Last night I attended a Q&A program on euthanasia hosted by Tony Jones on the ABC, Australia’s government-funded national network. I have an interest in medical ethics and was curious to attend a live panel for the first time in my life. At its conclusion I asked a friend who was sitting behind me, a specialist palliative care physician, to sum up the evening. His answer hit the bull’s-eye: it was “The Andrew Denton Show”.
Mr Denton was the star panellist and was described by Q&A as “one of Australian television’s genuine creative forces”. After an eight-month study tour at home and abroad he is commencing a campaign for “voluntary assisted dying”. He spoke more often (11 times) and longer ( about 10.5 minutes) than anyone else and was allowed to interrupt and rebut other panellists.
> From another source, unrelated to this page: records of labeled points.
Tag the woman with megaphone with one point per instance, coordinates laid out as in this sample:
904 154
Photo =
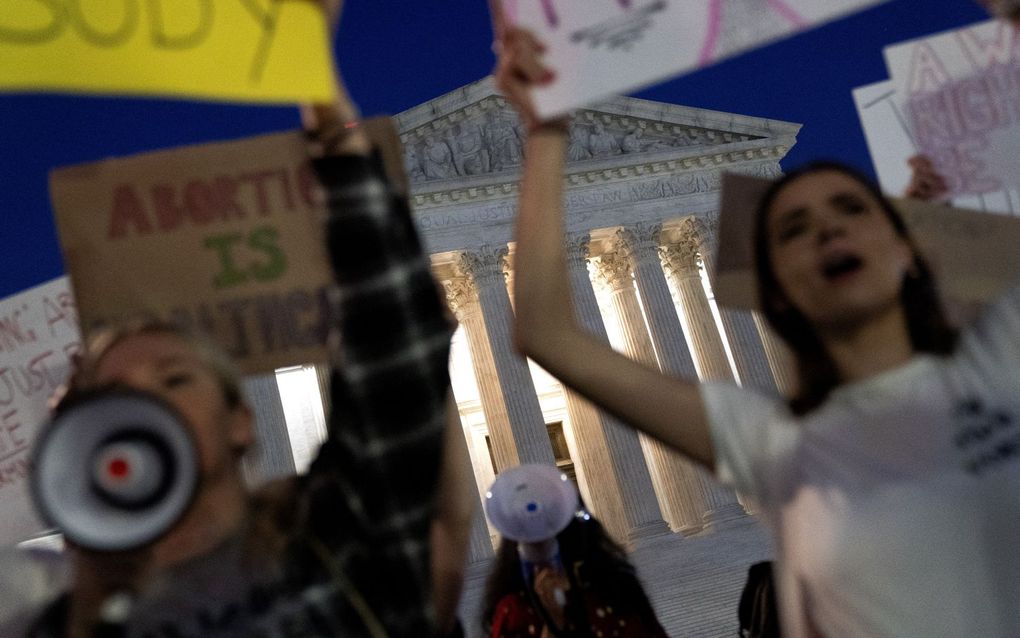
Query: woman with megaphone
557 572
340 550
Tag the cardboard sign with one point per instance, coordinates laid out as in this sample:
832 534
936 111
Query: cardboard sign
224 238
605 47
244 50
38 336
973 254
960 91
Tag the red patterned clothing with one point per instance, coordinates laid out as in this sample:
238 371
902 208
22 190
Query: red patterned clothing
516 618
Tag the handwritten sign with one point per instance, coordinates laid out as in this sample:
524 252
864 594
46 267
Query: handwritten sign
960 90
224 238
890 143
973 254
39 334
245 50
604 47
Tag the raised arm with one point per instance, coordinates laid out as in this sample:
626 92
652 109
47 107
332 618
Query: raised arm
546 328
370 492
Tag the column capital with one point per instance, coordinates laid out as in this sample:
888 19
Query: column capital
641 241
679 259
613 270
506 265
700 231
483 264
462 294
577 247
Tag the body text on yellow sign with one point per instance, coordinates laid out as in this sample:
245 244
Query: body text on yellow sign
246 50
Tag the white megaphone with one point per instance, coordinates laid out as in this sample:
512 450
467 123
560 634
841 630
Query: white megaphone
530 504
114 471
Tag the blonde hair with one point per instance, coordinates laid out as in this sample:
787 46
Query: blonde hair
86 364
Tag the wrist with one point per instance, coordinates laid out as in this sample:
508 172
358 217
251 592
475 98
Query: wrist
559 127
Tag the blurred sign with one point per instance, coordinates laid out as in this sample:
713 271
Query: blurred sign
245 50
605 47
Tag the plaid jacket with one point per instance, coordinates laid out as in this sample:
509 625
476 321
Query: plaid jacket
354 559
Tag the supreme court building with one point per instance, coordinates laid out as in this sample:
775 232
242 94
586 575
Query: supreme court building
642 205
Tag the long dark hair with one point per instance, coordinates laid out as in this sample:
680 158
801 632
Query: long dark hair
594 561
927 325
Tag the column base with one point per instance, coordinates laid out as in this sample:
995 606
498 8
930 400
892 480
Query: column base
648 533
728 516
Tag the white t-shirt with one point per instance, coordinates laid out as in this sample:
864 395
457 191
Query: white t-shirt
896 505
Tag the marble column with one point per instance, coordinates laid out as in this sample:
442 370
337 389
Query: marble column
780 359
681 486
271 456
611 464
479 544
745 341
516 427
682 268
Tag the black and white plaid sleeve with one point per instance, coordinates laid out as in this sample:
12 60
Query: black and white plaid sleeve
371 488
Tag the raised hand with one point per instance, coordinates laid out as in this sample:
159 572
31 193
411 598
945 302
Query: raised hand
519 69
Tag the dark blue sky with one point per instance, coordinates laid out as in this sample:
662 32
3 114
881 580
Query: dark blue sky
398 53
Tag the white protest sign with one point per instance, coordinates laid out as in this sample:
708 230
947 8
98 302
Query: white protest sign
887 135
960 91
604 47
890 144
39 334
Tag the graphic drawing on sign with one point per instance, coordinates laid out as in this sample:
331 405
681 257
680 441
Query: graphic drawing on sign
734 25
548 9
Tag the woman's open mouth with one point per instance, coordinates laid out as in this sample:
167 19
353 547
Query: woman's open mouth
840 266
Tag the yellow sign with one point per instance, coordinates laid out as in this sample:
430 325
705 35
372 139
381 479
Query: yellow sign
240 50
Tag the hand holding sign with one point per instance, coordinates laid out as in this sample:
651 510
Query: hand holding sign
604 47
520 68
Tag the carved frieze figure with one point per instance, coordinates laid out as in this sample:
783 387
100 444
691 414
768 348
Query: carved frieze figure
412 164
505 145
469 150
632 142
601 143
577 150
438 162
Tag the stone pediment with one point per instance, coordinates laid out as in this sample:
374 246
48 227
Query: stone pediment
472 139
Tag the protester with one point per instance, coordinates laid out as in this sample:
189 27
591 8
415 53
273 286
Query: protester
891 479
588 589
1007 9
343 550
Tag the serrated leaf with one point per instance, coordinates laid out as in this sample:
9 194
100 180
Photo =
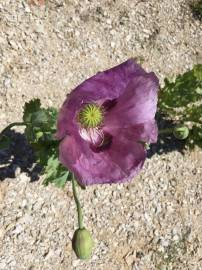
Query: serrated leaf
182 91
181 99
55 173
4 142
31 107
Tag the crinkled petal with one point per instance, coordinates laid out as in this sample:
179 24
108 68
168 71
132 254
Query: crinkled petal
119 163
106 85
137 105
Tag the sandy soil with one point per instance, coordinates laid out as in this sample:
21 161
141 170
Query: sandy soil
153 222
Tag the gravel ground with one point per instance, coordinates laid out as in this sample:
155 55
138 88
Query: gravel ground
153 222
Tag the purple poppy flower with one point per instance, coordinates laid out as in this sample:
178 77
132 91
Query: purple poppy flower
104 123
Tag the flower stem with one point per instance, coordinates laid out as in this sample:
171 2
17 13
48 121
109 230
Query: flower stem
12 125
78 205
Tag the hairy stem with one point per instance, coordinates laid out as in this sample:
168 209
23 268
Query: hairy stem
78 205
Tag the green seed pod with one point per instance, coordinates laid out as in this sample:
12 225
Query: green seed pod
82 243
181 132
He speaks well and has a knack for funny lines, but I found some of his interventions evasive and patronising.
Once our attendance was confirmed we were asked to submit questions. Mine was: “How do you think the practice of assisted dying in Belgium and The Netherlands impacted on the decision of the British Parliament to reject by 330 to 118 a proposed law on assisted dying for the UK?”
My question was not selected. That made me ask other participants, during the long wait to get into the studio, if they knew how questions were selected. None knew.
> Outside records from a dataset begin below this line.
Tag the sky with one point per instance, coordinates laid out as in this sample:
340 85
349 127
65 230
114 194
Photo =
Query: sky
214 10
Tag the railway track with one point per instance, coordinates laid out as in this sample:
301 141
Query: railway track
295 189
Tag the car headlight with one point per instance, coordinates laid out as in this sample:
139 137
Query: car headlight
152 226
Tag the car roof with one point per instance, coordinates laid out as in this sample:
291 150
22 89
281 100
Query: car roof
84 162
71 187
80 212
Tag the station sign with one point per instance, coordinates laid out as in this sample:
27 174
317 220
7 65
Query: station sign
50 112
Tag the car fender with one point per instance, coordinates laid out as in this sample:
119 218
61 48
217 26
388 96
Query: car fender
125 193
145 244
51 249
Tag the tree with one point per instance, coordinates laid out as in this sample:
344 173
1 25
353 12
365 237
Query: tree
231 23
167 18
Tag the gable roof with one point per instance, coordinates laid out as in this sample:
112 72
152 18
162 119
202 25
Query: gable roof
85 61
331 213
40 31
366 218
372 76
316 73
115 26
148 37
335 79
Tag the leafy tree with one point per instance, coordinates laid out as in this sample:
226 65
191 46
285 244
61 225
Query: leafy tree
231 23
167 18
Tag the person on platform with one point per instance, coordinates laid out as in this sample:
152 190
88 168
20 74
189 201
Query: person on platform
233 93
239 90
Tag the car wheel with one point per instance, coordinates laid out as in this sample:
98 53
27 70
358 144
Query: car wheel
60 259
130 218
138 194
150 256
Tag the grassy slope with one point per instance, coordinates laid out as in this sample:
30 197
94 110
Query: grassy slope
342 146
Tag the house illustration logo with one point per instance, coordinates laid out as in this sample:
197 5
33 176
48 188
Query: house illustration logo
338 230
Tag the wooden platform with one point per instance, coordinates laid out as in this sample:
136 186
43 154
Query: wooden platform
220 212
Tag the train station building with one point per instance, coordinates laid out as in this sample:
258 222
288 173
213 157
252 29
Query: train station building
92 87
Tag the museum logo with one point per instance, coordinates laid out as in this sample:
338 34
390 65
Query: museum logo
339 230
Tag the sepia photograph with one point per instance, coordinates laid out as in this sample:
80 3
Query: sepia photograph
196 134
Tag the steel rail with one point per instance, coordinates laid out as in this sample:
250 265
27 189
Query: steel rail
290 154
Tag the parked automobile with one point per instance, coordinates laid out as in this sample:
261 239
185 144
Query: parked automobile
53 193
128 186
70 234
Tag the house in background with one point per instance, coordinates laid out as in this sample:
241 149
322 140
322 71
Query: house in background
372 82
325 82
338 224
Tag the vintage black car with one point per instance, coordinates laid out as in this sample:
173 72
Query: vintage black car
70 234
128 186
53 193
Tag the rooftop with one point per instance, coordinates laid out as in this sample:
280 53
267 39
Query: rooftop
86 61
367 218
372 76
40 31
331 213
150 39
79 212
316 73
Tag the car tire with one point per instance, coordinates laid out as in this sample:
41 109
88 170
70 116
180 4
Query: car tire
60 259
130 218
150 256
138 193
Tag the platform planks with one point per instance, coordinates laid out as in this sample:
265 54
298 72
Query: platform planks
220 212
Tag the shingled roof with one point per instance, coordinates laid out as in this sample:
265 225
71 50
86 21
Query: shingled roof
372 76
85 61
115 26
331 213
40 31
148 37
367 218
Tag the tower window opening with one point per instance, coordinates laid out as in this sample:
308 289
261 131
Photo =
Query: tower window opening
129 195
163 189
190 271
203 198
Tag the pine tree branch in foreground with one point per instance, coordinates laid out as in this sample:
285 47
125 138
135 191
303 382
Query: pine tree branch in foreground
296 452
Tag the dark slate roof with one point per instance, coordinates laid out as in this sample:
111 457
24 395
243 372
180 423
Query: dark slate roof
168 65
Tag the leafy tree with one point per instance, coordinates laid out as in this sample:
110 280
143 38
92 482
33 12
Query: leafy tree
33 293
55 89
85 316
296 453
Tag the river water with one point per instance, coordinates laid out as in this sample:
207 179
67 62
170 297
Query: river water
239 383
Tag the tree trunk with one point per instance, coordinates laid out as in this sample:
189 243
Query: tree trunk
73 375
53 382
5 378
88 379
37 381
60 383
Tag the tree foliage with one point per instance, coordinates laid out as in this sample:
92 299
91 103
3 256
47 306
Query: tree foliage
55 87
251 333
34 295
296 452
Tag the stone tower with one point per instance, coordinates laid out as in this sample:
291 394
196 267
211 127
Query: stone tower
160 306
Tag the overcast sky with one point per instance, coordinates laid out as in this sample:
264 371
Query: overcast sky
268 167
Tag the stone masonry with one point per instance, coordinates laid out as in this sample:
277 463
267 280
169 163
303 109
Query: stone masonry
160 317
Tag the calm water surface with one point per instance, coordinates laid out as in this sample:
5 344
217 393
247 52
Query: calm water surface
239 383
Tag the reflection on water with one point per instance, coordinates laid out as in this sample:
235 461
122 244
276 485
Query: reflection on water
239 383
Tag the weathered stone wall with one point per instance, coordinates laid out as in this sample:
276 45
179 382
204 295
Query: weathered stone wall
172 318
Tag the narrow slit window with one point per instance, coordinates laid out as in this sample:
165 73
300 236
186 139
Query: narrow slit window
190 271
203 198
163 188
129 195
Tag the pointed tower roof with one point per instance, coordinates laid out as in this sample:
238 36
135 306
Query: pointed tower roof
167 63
Inside the studio, those whose questions were selected were asked to identify themselves so that the cameramen would know where to find them. This made me think about how the order of questions was decided — another unknown.
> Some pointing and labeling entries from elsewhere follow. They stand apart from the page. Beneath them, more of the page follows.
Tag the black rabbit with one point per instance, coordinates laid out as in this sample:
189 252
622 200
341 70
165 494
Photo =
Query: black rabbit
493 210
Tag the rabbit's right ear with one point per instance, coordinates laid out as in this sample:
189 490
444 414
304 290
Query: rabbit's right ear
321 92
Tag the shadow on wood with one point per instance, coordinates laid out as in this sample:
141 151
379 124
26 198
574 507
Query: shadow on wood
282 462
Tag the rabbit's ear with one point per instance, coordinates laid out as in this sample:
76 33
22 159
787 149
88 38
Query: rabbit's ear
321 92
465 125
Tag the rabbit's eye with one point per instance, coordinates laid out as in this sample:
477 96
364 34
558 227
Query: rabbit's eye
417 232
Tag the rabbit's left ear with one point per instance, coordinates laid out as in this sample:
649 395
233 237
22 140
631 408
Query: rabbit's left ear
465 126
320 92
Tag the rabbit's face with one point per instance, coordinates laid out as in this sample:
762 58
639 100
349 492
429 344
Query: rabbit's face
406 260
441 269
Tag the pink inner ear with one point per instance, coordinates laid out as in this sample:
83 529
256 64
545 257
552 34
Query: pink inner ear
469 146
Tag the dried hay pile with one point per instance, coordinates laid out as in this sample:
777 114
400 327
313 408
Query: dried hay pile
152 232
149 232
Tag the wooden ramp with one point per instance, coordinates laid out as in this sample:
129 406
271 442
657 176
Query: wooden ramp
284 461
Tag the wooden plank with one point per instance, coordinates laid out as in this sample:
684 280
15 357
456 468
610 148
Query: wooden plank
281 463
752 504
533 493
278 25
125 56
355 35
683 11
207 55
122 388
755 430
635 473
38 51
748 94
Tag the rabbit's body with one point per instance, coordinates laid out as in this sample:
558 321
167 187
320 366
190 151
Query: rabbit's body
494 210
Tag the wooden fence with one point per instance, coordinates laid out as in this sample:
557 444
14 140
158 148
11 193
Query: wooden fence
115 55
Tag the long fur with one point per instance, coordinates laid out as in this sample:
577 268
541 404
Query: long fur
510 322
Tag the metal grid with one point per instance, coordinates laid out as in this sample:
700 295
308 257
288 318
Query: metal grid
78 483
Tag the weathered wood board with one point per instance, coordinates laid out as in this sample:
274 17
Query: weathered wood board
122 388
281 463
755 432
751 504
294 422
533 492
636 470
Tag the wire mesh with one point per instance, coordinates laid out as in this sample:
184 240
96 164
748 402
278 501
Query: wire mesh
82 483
I had imagined that questions from the audience would be addressed to a panellist. But instead they were addressed to the panel and Mr Jones directed individual panellists to answer them. The Q&A organisers were in complete control.
The first question came from a lady whose mother has disabilities resulting from multiple sclerosis; the mother was present in a wheelchair. Her question was what she could do when her mother asked to die. This set the agenda for the night: how to give persons the right to decide when they will die if the Australian laws do not allow it.
Tony Jones confirmed the expert status of Mr Denton and asked him to elaborate on his findings. In his two minute answer, he conflated what happens in the US state of Oregon (assisted suicide only) with the situation in Belgium and The Netherlands (euthanasia with a few cases of assisted suicide). This allowed Mr Denton to extol the theoretical voluntariness and safeguards of both systems. He failed to mention widespread concern in Belgium and The Netherlands about the illegal application of the law and the extension of euthanasia to many other cases by additional legislation.
At the end of the program, I approached Mr Denton and asked whether he had heard of the mobile euthanasia units that began to operate in early 2012 in flagrant contravention of Dutch law without apparent government response. These vans can be dispatched to euthanase patients in their homes after they or their relatives have submitted an application by telephone or email. The German Hospice Foundation has described this as “inhumane”.
Mr Denton had heard of the Levenseindekliniek (End of Life Clinic), although he failed to mention it in his many interventions.
I also asked him about the international headlines the Belgian Parliament made by approving a law extending euthanasia to children. To my question why he did not comment on these matters in his long answers, he threw his hands in the air and mentioned lack of time.
A gentleman asked about problems with euthanasia in The Netherlands and quoted Dr Theo Boer (a professor of Health Care Ethics at Kampen University, and for nine years member of one of the regional committees reviewing the practice of euthanasia in The Netherlands), statistics from the 2014 Netherlands Euthanasia Report, the Journal of Bioethics, and some internet sites.
Mr Denton responded that De Boer had always been against euthanasia and that his concerns amounted only to saying that 3 percent of all deaths in The Netherlands were the result of euthanasia — apparently that is not much.
A quadriplegic lady expressed her concerns about the potential abuse of euthanasia for people with disabilities. Tony Jones asked for a response from Karen Hitchcock, a doctor who opposes euthanasia. She was interrupted by Andrew Denton who objected to her use of the word “killing”. Then Mr Denton informed us that he had visited peak bodies in both countries advocating for the disabled and that they had said that nothing of the kind was happening.
After warm praise of Australian palliative care led by Mr Denton, two relevant items were quickly brushed aside. Panellist Dr Ralph McConaghy, a palliative care specialist who has been present at more than 5,000 deaths, explained that not one of these patients had asked for assisted dying. My physician friend also commented that persons in palliative care who asked for euthanasia — only about 5 percent — forgot their requests when they were listened to and provided appropriate care.
The rationale for last night’s program was the importance of discussing euthanasia, with which I’d think most people would agree. Yes, by all means let us discuss euthanasia. But let’s do it in an open and honest way. Give us time to discuss the evidence. Don’t manipulate the discussion by skilfully steering it towards a pre-arranged conclusion. Give us a real Q&A, not “The Andrew Denton Show”.
Professor George L Mendz is at the Sydney School of Medicine, University of Notre Dame Australia.